El 14 por ciento de la fuerza laboral del país se ha perdido por la emigración a Estados Unidos, informó el director ejecutivo del Instituto de los Mexicanos en el Exterior (IME), Carlos González Gutiérrez.
Una de cada siete personas que deberían de estar contribuyendo al crecimiento económico del país se encuentra en el extranjero, dijo.
“México se está deshaciendo de sus pobres por la falta de correspondencia en oportunidades laborales, pero también está perdiendo a los jóvenes mejor preparados, que son quienes pueden transformar al país”, aseveró durante su ponencia “Respuesta del gobierno mexicano a la atención de salud de los mexicanos en el exterior: retos y oportunidades de colaboración binacional”, en el marco del III Curso Internacional sobre Migración y Salud.
A la fecha, informó, seis de cada 10 migrantes latinos son mexicanos; 6 millones radican en Estados Unidos de forma ilegal, y uno de cada cuatro conforma la Población Económicamente Activa de ese país.
El ministro de la Secretaría de Relaciones Exteriores dijo que sólo hasta que se generen empleos bien remunerados se disminuirá el fenómeno migratorio y se dejará de perder a personas altamente competitivas que podrían mejorar la economía de la nación.
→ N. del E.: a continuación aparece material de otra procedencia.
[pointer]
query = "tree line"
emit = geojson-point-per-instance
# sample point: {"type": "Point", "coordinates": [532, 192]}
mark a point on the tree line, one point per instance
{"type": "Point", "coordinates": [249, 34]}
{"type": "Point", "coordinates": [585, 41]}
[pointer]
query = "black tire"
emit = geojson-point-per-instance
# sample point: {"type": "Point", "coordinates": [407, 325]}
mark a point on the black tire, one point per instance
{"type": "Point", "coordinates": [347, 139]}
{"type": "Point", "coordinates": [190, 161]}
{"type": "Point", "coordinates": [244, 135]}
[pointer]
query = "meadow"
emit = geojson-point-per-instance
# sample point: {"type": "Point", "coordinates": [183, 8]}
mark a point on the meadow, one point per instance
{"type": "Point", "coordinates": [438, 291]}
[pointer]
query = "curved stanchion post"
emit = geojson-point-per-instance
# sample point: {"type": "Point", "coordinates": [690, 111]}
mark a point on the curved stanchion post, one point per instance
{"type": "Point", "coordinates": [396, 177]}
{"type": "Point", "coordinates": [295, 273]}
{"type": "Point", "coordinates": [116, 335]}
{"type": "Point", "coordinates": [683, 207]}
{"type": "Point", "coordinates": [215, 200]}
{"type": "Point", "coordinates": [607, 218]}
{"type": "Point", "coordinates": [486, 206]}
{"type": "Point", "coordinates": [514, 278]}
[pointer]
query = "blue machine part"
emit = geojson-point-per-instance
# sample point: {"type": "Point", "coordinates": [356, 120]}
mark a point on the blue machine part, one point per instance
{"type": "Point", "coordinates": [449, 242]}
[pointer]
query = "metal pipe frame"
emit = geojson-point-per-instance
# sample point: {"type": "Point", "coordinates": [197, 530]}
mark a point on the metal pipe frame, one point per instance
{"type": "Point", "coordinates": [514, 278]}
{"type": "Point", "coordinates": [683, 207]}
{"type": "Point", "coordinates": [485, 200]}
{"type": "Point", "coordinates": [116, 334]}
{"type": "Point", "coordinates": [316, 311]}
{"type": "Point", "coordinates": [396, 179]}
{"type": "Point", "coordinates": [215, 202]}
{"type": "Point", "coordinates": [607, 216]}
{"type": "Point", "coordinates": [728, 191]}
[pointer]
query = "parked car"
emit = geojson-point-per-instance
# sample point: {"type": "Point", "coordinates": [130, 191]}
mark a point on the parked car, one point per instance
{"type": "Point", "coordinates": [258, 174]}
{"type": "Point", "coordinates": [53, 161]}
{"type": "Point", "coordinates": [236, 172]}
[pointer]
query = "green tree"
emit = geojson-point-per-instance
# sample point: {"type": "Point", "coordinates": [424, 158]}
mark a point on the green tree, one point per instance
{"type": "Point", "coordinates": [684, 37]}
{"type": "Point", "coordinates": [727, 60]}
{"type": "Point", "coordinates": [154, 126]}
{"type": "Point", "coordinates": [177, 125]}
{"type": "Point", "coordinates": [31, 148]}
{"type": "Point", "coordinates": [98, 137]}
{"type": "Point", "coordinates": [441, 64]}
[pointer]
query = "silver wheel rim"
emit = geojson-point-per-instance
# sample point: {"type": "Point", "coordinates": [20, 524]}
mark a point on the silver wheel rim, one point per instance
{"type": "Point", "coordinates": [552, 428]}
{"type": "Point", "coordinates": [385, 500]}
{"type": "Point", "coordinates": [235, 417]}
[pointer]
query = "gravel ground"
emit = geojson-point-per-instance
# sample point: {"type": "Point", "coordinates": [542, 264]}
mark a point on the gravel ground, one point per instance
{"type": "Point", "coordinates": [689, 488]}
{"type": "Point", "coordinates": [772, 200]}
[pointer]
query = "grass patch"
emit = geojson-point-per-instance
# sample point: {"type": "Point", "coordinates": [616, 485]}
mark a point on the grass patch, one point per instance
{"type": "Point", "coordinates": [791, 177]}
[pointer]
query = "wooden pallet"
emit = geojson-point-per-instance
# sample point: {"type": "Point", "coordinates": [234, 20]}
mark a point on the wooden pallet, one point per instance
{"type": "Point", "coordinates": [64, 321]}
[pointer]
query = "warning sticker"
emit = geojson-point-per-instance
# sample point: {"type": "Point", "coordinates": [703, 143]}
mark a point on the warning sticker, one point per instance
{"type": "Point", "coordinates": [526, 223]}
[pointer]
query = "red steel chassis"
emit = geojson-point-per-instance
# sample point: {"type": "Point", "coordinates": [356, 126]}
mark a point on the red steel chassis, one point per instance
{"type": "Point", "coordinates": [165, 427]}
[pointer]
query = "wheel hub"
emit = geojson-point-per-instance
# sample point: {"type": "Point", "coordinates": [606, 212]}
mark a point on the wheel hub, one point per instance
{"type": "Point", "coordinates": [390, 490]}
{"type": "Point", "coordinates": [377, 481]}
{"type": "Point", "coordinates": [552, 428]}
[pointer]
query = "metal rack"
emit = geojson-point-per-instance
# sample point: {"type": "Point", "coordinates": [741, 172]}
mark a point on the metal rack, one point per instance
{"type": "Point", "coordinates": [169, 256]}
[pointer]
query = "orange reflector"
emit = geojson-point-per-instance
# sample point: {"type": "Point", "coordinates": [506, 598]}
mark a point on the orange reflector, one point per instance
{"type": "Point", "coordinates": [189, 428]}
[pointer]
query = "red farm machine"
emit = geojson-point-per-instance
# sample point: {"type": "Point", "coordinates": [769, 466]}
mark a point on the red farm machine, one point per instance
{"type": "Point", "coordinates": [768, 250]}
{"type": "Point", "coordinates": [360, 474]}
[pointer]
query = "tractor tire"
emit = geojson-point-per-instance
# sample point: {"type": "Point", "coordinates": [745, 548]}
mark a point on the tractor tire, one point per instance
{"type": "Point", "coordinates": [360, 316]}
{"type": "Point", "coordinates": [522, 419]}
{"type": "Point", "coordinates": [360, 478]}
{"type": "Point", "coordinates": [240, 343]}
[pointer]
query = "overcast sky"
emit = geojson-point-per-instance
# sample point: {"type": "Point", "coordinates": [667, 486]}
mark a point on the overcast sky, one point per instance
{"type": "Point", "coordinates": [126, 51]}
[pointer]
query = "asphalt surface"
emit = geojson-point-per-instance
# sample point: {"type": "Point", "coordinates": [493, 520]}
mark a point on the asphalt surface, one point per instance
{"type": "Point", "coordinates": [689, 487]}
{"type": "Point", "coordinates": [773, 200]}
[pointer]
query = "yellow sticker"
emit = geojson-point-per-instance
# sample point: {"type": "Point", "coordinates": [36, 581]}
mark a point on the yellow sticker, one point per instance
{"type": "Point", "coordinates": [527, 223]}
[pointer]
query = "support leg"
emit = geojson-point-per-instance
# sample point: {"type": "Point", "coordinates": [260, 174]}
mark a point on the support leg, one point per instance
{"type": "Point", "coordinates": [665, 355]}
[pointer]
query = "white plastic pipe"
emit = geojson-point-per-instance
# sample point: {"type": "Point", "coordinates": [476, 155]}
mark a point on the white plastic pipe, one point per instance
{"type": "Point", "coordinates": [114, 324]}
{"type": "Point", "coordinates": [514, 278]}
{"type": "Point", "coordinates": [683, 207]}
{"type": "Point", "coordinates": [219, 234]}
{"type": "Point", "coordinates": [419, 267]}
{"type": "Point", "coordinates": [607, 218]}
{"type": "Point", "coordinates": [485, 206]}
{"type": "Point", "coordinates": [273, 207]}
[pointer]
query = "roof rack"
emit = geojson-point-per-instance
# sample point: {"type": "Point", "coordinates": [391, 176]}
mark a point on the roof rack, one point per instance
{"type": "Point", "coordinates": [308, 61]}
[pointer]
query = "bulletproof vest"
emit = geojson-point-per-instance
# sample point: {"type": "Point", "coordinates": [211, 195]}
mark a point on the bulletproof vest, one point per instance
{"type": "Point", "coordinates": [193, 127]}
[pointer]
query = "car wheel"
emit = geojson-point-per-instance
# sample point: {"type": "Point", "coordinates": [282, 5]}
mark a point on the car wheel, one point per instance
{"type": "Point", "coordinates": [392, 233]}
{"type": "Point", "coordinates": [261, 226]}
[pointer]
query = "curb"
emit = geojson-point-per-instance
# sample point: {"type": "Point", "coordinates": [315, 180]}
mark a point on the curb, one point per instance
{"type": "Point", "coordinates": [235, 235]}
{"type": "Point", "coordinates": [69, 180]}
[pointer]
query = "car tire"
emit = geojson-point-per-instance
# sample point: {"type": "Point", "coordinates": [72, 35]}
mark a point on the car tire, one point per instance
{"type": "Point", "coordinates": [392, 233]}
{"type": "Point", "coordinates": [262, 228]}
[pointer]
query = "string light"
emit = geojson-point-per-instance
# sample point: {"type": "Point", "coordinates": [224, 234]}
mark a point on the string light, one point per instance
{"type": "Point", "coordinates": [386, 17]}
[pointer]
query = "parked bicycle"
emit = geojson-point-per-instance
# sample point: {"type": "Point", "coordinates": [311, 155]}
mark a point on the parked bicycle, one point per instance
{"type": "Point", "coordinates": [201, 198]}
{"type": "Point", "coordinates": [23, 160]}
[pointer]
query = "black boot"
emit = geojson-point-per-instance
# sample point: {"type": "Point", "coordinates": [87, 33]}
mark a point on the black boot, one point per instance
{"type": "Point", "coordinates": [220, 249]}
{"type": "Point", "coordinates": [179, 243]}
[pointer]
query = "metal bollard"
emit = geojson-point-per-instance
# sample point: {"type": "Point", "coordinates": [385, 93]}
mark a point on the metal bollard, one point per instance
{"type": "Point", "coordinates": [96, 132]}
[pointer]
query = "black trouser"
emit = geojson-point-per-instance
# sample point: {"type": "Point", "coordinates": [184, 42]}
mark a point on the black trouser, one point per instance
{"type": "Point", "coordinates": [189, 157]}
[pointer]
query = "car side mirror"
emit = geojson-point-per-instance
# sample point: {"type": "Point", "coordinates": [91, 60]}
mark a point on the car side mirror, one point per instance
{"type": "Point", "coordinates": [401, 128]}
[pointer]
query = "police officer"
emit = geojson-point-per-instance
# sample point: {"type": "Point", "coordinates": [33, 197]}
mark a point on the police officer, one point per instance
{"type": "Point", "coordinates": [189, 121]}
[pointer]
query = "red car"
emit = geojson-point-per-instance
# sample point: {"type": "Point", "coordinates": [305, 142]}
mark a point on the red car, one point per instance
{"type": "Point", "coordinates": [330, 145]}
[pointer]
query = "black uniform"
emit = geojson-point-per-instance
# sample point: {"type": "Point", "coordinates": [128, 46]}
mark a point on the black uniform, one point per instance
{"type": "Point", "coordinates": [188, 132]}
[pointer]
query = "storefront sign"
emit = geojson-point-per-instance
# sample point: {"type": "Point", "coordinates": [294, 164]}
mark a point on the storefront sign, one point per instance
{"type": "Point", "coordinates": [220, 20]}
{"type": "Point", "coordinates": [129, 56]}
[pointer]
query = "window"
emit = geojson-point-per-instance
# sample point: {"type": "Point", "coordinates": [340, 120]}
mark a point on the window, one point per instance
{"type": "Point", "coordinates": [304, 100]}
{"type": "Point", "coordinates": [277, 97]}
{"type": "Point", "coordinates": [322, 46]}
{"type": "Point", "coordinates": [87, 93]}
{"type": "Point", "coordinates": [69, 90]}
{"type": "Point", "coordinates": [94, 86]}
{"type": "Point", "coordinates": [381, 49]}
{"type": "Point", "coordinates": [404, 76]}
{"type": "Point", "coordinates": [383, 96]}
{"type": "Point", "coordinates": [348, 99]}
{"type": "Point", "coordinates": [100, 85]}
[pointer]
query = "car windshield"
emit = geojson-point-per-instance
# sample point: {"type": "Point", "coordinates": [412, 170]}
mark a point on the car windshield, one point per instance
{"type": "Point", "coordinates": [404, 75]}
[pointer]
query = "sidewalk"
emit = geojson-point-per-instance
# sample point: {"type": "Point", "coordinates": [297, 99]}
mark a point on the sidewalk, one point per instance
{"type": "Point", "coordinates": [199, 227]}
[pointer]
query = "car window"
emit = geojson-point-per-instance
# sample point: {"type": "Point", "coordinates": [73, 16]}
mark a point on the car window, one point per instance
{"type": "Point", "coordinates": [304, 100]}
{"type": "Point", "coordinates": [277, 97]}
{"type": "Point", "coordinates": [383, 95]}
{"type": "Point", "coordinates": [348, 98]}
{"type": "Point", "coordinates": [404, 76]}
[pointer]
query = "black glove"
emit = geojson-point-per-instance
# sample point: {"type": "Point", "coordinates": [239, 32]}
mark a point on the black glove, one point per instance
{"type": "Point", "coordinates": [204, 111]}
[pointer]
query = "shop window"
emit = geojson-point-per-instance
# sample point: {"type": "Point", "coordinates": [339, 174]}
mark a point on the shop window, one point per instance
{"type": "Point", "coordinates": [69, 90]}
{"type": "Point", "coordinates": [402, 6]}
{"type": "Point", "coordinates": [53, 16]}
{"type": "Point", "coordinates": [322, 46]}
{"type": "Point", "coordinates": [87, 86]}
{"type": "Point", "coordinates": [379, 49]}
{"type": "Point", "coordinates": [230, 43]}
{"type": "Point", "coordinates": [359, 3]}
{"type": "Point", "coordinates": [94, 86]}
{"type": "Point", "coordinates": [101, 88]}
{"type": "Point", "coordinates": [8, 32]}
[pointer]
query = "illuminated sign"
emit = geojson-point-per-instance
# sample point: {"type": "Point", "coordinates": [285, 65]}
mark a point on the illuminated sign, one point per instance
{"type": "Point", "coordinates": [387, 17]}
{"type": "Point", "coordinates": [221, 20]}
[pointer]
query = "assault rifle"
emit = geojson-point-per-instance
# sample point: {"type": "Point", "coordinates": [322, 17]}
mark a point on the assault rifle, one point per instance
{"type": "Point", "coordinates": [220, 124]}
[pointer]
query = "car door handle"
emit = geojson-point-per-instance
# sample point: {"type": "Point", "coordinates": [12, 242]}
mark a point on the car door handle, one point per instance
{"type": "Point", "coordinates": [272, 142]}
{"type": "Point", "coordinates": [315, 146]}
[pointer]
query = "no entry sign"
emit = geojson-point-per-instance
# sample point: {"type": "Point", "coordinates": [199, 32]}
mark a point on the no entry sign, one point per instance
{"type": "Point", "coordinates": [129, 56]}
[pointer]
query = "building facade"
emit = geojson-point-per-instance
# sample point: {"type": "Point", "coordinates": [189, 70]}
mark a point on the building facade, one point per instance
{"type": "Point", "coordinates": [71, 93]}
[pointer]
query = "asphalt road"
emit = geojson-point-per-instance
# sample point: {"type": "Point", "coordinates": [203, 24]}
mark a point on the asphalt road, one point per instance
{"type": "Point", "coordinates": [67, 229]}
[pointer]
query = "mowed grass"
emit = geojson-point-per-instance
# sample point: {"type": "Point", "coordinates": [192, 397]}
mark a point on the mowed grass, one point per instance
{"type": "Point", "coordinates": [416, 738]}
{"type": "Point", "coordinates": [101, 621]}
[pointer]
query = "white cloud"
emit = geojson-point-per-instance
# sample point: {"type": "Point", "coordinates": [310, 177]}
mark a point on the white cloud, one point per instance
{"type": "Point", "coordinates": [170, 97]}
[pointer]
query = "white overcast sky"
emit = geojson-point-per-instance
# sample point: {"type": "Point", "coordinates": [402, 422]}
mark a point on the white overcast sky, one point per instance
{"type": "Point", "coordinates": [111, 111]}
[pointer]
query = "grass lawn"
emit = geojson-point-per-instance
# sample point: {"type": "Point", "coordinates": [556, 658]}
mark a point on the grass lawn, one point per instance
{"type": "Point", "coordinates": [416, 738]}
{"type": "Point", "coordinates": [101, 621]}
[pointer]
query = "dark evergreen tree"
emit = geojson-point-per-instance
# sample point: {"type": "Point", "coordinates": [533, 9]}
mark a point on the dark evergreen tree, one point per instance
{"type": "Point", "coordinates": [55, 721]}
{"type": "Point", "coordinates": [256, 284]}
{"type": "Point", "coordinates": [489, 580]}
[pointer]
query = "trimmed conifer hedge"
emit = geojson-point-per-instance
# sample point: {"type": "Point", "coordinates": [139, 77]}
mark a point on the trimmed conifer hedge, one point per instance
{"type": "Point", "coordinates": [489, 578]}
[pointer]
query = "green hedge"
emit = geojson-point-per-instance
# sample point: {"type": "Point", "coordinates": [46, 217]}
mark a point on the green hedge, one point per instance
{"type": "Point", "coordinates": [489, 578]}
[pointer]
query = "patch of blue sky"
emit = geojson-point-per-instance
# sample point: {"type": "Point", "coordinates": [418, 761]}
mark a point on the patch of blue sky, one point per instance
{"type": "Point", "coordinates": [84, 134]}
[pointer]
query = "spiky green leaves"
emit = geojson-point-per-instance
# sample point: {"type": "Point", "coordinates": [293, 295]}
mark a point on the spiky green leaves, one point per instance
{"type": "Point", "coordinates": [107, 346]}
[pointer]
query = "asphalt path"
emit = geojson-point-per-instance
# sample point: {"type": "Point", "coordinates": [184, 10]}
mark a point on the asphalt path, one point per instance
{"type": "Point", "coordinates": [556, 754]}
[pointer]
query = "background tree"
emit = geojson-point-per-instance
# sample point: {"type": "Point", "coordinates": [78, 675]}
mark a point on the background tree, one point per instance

Aseveró que los desafíos del gobierno de Felipe Calderón para reducir la migración y evitar que cada día se incrementen los pueblos fantasma son: reconocer que hay migrantes mexicanos que demandan respeto y reconocimiento de las autoridades gubernamentales; agencias que los representen y que contribuyan a su integración con la sociedad estadounidense; creación de empleos y mejores salarios.
A la par, indicó que las autoridades gubernamentales deben de entender que la migración hacía Estados Unidos es un “mal negocio para el país”, pues las remesas que se reciben de los migrantes sólo representan un 3 por ciento del Producto Interno Bruto (PIB).